Und nun, ohne Umschweife, zur spätestens jetzt der geneigten Leserin auf der Seele brennenden Frage, warum ich, in so drastisch mein Eingangsstatement konterkarierender Weise, derart böse zu Dir schreibe?
Ganz einfach:
Deine Darstellung verzerrt erstmal in meinen Augen die Situation, auf die Christian mit seinem Kommentar sehr differenziert reagiert hat, siehe oben. Weiterhin erdreistest Du Dich, ihm implizit zu unterstellen, dass ein Schülerduden seiner Bildung zuträglich sein könnte. Mein Tipp, auch hier wieder ganz unverbindlich: Vllt. einfach mal weniger Schülerduden lesen und dafür mehr fortgeschrittene Texte. Bspw. die gemeinsame Definition der EU-Justizminister zu „Terrorismus“:
„Terroristische Straftaten liegen dann vor, „wenn sie mit dem Ziel begangen werden,
– die Bevölkerung auf schwerwiegende Weise einzuschüchtern oder
– öffentliche Stellen oder eine internationale Organisation unberechtigterweise zu Tun oder Unterlassen zu zwingen oder
– die politischen, verfassungsrechtlichen, wirtschaftlichen oder sozialen Grundstrukturen eines Landes oder einer internationalen Organisation ernsthaft zu destabilisieren oder zu zerstören“
Tatbestandsmerkmal „Straftaten“ meint, Du brauchst eine Straftat, die zusätzlich die anderen Merkmale erfüllt. Straftat schließt eine heftige Sachbeschädigung mit ein – Grafitti als Sachbeschädigung wird nicht reichen, weil das idR nicht geeignet sein wird, die anderen Merkmale zu erfüllen. Aber eben Sachbeschädigungen à la „Wir fackeln die EZB in FFM ab und verletzten dabei keinen“. Aber eben auch – und zwingend – andere Straftaten. In aller Regel eben solche, die sich (zumindest auch, regelmäßig hauptsächlich) gegen Leib und Leben richten. Voilá. Definition des Terrorismus. Rückführung zu meiner Empfehlung an Dich: Deshalb die kleinen DebattiererInnen bei Euch im Club aufklären, dass sie nicht über Grafitti reden sollen, sondern über Terrorismus.
Chapeau!
@Nicolas: ch vermute, dass das der richtige Wortlaut des Alternativthemas ist, er steht oben im Artikel: „Dieses Haus begrüßt den Einsatz terroristischer Mittel, um die Politik der restriktiven europäischen Grenzsicherung im Zuge der Flüchtlingskrise zu bekämpfen.“
Merci 🙂
Ich hatte heute Nacht (vor meinner Antwort auf Christian) einen sehr langen Post geschrieben, der auf alle Fragen Teresas eingeht, auch auf die genaue Formulierung. (Sie ist in der Tat wie im Artikel steht.) Aus irgendeinem Grund wird dieser Beitrag nicht angezeigt, sondern „wartet auf Moderation“ – vielleicht weil er zu lang ist?

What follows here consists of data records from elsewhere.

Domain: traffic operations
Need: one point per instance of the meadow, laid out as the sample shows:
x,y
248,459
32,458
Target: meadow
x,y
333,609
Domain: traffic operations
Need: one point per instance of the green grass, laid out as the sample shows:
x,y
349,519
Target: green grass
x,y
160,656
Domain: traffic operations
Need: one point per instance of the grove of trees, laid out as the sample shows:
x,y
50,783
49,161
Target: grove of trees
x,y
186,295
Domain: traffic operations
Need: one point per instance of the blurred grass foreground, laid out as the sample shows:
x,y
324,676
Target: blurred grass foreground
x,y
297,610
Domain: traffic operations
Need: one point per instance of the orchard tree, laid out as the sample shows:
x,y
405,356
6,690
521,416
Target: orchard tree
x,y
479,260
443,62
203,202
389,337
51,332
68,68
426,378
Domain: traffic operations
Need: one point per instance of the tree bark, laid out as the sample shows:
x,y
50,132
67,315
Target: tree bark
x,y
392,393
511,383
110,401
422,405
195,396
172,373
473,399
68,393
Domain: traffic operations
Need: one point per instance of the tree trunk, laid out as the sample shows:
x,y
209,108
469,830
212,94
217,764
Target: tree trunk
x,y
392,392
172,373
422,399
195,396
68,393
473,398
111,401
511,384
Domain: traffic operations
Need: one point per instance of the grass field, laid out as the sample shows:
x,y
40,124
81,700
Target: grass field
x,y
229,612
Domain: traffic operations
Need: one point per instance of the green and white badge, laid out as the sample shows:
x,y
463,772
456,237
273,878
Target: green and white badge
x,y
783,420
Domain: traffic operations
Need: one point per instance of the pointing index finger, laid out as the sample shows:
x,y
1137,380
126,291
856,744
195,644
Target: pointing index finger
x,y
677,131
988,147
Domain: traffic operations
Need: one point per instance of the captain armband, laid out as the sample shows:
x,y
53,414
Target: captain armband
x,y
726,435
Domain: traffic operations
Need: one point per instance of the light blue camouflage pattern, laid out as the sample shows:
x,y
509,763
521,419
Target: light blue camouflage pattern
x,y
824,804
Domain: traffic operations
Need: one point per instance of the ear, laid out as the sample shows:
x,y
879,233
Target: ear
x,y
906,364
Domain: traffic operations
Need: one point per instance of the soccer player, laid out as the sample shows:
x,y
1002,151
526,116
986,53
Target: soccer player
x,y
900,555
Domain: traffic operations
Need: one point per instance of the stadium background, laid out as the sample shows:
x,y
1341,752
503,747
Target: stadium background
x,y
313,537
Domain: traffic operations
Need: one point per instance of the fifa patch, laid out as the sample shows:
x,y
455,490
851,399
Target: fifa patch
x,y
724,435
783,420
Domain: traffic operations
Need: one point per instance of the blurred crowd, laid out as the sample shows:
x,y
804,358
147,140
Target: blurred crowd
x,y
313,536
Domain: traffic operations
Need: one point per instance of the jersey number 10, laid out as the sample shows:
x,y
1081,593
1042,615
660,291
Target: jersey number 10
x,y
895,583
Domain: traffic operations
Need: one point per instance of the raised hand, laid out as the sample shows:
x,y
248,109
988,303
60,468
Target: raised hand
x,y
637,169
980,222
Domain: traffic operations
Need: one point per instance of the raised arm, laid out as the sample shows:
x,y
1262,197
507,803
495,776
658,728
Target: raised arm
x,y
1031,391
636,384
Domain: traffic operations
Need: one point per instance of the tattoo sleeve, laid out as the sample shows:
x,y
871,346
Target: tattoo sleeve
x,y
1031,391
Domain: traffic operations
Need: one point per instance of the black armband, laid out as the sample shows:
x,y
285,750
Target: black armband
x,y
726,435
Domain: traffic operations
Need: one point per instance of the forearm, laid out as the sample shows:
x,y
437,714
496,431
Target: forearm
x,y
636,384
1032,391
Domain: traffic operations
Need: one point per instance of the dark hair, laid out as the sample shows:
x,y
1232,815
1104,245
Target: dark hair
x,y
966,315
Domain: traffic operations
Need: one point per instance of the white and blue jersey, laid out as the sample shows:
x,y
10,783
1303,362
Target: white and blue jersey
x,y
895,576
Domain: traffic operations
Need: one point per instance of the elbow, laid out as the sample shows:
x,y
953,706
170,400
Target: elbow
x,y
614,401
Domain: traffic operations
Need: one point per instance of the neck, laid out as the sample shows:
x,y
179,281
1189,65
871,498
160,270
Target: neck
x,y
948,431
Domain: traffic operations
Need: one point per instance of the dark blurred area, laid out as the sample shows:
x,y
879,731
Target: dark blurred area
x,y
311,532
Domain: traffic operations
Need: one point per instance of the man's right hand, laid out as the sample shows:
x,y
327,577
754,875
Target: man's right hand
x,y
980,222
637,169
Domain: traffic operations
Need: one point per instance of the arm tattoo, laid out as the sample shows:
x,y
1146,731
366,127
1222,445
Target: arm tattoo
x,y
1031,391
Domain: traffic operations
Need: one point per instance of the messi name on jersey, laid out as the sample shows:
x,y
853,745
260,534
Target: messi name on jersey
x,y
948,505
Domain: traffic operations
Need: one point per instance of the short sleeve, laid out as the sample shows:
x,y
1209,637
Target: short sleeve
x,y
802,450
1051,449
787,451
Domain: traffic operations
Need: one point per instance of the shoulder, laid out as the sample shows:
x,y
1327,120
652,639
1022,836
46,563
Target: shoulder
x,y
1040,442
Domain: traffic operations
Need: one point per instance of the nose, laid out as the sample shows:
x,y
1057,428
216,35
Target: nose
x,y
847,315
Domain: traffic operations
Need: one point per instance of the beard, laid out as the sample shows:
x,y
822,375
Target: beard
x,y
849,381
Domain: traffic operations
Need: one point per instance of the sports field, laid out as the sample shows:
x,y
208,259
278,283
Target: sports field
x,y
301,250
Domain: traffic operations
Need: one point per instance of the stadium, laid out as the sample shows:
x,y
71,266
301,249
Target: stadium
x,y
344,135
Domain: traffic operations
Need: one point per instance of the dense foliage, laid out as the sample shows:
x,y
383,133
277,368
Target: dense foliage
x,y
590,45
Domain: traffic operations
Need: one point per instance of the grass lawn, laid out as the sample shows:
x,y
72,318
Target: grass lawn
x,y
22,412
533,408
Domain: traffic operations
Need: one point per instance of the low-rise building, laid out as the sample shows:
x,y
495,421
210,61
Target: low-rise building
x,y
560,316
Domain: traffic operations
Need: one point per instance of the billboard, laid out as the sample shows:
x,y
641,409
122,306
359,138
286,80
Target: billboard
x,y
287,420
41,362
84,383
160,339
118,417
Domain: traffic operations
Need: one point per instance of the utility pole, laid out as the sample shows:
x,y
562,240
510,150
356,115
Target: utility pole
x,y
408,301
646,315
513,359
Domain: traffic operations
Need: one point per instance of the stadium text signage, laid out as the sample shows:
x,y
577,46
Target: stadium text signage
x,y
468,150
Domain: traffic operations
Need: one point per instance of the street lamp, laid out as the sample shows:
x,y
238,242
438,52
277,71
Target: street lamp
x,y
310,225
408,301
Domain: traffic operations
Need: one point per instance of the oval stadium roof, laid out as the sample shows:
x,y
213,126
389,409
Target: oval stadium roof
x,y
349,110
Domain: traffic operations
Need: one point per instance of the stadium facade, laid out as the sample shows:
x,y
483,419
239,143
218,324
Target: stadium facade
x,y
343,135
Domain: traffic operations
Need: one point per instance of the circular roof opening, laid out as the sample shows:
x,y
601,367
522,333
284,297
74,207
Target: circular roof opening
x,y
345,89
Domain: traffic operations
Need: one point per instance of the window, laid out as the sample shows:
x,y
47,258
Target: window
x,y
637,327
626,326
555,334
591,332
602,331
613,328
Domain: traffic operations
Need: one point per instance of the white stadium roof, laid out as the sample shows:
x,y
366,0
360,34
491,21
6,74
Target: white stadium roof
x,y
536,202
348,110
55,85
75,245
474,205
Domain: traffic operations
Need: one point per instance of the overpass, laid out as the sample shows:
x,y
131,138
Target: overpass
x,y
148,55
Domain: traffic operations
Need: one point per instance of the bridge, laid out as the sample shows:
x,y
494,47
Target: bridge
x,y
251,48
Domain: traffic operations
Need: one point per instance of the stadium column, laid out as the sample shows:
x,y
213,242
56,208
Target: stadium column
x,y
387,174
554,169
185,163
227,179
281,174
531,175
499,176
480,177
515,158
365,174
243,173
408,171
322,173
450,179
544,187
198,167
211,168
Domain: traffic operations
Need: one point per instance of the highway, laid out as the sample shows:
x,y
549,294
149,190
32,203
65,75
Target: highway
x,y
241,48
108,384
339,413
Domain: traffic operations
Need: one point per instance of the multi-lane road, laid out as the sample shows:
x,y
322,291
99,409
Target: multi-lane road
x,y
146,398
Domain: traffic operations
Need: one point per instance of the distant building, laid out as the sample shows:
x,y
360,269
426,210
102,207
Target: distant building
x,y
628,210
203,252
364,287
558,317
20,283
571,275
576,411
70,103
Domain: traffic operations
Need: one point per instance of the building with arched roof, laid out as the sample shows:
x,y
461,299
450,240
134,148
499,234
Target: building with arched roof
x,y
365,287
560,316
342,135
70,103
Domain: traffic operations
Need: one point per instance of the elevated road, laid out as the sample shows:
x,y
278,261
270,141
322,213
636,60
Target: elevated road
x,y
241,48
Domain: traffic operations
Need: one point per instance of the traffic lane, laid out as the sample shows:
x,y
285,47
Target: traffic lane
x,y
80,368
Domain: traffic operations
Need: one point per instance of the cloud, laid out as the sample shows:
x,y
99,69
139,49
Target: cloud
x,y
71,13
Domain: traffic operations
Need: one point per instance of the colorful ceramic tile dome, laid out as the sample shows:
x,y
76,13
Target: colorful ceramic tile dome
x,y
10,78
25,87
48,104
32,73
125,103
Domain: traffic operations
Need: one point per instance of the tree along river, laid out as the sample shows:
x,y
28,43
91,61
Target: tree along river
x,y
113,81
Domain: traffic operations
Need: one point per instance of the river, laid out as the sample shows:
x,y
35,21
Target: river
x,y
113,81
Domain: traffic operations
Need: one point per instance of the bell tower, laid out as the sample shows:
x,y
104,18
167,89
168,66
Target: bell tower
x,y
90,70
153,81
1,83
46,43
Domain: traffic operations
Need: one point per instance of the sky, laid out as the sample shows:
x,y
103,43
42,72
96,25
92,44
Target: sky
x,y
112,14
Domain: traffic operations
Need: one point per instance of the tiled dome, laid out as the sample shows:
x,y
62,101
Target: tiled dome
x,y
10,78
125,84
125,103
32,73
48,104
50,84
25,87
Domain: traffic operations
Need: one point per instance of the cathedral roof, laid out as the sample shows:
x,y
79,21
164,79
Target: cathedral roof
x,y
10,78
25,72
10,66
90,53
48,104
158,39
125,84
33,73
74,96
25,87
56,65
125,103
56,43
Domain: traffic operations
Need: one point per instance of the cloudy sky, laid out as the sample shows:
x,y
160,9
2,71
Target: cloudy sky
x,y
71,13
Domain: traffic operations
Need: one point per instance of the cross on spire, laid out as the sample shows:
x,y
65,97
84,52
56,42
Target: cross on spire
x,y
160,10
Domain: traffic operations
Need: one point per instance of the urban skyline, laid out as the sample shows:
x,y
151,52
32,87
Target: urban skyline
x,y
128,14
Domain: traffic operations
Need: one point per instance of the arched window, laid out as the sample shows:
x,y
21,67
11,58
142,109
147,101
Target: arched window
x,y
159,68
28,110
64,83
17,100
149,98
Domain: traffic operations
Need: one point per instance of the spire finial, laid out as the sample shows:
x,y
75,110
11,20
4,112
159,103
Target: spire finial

“Dieses Haus begrüßt den Einsatz terroristischer Mittel, um die Politik der restriktiven europäischen Grenzsicherung im Zuge der Flüchtlingskrise zu bekämpfen.”
– Halte ich grundsätzlich für ein debattierbares Thema, das ich persönlich auch spannend finde. In der Tat ähnlich anderen Themen, die Menschenrechte, Rechtsstaatlichkeit oder die Demokratie in Frage stellen. Sicher etwas schwieriger, ein Publikum für die Regierung einzunehmen aber mit guten Juroren kein Problem in der Bewertung, finde ich.
– Die Verknüpfung mit der Flüchtlingskrise ist ein interessanter tagespolitisch aktueller Bezug und gibt dem, erstmal sehr technisch-abstrakten Thema, eine deutlich emotionalisierte Note.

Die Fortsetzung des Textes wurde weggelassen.